"Ich muss einfach nach Hause"
23. März 2016Beim Betreten des "Thalys Store & More" gegenüber des Kölner Hauptbahnhofs müssen Besucher, die ein Ticket für den europäischen Thalys-Schnellzug kaufen wollen, normalerweise zunächst eine Nummer ziehen. Wie beim Einwohnermeldeamt zeigt eine Digitalanzeige an, wer als nächstes dran kommt. An diesem Mittwochmorgen, gut 24 Stunden nach den Anschlägen von Brüssel, ist das jedoch nicht nötig. Die in edlem rubinrot und weiß gehaltene Schalterhalle des Thalys, der zahlreiche Metropolen in Deutschland, Belgien, den Niederlanden und Frankreich verbindet, ist fast menschenleer. Fast alle Schalter sind frei.
"Die Situation in Brüssel ist nicht gut"
Eine der wenigen Kundinnen ist Juliet Coucart. Sie wollte ursprünglich mit dem Thalys über Brüssel nach Paris fahren. Doch nun hat sie ihre Fahrt storniert. "Die Situation in Brüssel ist nicht gut", sagt die junge Frau. "Ich will da nicht durch." Coucart lebt in Paris und erlebte die Terroranschläge im November letzten Jahres mit. "Es war schrecklich. Ich will so etwas nicht nochmal erleben." Statt mit dem Zug fährt sie nun mit der Mitfahrzentrale, auch wenn das viel länger dauern wird.
Wegen der Terrorattacken in Brüssel habe es einige Stornierungen und Umbuchungen gegeben, sagt ein Mitarbeiter des "Thalys Store & More", im Vergleich zu anderen Ereignissen jedoch relativ wenige. "Bei Streiks ist das mehr", sagt der Mann.
Nach den Anschlägen am Brüsseler Flughafen und in der Metrostation Maelbeek im Europaviertel der belgischen Hauptstadt hatte Thalys den Betrieb vorübergehend eingestellt. Doch mittlerweile fahren die meisten Züge wieder. Laut Internetseite des Unternehmens fallen an diesem Mittwoch lediglich vier Fahrten aus, ein Zug fährt nicht die komplette Strecke.

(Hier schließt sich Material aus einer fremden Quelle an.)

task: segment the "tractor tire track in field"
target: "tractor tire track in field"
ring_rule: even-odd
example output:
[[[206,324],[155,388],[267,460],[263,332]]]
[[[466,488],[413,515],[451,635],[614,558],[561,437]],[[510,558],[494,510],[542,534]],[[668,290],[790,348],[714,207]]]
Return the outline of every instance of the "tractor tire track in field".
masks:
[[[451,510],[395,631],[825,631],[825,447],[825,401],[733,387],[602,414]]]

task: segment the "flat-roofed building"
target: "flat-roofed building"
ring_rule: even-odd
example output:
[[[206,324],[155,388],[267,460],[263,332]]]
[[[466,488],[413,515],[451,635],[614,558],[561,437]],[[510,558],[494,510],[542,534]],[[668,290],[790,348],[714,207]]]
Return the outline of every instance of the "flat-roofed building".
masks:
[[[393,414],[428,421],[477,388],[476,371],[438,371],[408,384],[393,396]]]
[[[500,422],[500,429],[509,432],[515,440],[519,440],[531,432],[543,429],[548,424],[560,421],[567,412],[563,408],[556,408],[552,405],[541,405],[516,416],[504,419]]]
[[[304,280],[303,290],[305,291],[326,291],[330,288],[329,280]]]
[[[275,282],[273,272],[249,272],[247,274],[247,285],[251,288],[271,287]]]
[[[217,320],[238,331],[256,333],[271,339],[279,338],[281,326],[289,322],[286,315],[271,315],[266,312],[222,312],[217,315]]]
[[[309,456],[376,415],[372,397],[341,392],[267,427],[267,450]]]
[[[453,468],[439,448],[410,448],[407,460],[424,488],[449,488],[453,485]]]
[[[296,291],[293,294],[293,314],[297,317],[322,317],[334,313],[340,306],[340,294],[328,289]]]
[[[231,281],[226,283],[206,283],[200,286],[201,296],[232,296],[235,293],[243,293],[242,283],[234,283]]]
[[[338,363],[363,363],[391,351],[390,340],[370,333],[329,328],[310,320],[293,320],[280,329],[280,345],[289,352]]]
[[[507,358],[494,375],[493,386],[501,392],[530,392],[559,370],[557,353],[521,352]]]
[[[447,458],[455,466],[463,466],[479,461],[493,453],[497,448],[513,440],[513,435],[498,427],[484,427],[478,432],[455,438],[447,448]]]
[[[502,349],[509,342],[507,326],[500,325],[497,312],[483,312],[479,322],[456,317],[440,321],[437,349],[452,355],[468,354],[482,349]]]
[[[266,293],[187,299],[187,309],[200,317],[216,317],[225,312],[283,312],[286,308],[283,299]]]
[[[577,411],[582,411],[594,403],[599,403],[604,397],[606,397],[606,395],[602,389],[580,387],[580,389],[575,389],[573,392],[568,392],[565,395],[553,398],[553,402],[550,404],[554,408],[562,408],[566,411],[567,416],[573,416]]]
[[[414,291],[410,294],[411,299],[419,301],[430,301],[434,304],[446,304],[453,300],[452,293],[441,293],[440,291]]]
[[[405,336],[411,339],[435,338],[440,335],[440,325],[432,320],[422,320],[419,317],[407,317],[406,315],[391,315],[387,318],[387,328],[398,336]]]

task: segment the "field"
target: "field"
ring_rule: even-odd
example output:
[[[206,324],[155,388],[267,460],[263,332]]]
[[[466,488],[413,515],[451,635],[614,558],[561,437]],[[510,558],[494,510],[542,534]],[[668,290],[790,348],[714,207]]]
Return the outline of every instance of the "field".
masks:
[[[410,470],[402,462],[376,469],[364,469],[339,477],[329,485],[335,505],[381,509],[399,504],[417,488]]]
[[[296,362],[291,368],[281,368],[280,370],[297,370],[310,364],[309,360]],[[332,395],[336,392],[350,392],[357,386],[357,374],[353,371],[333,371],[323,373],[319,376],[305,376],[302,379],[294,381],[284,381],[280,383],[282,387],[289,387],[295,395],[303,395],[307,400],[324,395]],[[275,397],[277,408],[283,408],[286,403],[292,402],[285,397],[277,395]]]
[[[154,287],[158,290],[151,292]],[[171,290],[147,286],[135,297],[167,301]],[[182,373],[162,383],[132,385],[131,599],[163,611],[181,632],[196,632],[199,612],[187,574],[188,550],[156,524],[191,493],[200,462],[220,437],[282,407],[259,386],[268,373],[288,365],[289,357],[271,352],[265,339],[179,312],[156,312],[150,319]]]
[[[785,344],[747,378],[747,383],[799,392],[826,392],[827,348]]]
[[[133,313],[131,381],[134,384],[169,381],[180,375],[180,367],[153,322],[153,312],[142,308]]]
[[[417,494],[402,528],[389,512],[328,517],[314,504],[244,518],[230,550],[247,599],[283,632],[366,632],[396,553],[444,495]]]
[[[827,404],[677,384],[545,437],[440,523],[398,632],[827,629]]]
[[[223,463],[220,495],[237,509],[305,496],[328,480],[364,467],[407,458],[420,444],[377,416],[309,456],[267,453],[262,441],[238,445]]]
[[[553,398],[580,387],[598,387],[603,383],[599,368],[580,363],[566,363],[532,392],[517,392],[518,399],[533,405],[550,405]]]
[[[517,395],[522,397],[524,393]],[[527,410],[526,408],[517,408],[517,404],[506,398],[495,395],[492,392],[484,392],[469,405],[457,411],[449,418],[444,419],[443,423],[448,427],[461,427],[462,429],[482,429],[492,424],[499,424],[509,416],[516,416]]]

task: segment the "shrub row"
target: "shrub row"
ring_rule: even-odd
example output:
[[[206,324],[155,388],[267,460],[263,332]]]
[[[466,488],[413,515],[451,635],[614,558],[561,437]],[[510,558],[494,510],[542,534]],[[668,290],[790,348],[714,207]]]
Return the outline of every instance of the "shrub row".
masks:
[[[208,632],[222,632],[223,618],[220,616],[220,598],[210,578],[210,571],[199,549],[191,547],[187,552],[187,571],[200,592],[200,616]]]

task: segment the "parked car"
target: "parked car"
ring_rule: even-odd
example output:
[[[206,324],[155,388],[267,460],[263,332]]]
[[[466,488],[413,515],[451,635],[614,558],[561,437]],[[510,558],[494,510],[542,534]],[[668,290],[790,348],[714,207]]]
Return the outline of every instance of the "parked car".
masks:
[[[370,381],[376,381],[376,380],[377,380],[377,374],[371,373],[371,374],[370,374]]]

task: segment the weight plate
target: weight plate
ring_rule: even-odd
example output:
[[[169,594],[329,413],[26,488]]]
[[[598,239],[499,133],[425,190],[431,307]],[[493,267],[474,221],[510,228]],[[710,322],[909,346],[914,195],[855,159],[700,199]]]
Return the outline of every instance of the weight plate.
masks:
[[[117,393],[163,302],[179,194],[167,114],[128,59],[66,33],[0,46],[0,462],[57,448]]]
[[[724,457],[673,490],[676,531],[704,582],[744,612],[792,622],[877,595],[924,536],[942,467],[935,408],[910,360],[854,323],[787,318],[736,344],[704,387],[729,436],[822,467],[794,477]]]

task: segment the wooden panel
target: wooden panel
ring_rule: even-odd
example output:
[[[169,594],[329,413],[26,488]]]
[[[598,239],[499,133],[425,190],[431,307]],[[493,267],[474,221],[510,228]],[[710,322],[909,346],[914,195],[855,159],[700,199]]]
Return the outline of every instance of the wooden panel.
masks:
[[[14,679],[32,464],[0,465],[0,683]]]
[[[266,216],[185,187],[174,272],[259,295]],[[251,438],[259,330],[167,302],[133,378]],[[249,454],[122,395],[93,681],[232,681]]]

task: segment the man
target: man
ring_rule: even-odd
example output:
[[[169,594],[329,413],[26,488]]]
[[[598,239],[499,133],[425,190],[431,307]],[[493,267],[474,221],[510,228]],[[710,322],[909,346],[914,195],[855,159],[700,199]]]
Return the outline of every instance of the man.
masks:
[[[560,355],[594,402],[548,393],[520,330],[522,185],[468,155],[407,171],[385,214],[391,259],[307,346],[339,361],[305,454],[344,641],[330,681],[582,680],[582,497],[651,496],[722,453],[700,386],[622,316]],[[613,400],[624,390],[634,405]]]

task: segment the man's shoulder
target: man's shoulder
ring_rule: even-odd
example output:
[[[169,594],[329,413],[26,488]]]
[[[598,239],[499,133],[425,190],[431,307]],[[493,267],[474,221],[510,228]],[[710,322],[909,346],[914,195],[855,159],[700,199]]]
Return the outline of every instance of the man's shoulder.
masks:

Es könne jedoch wegen Sicherheitsmaßnahmen in Brüssel und an den Grenzen zu Verspätungen kommen, sagt der Thalys-Mitarbeiter. Deshalb rate man Reisenden, mehr Zeit einzuplanen. Zudem sei am Brüsseler Bahnhof nur ein Eingang geöffnet. Das Unternehmen rät den Kunden zudem, wegen möglicher Sicherheitskontrollen den Personalausweis dabeizuhaben.
Züge fahren wieder
Der Thalys von Brüssel nach Köln ist an diesem Vormittag pünktlich. Um 11.15 Uhr rollt der dunkelrote Zug planmäßig unter die Kuppel des Kölner Hauptbahnhofs. Die Waggons sind gut gefüllt, zahlreiche Menschen steigen aus. In Brüssel und an allen Bahnhöfen unterwegs seien viele Polizisten zu sehen gewesen, sagt ein Reisender, der in Brüssel umsteigen musste. "Ansonsten war die Fahrt normal." Im Zug selbst seien ihm keine Sicherheitskräfte aufgefallen. Auch Grenzkontrollen habe es nicht gegeben, so der junge Mann.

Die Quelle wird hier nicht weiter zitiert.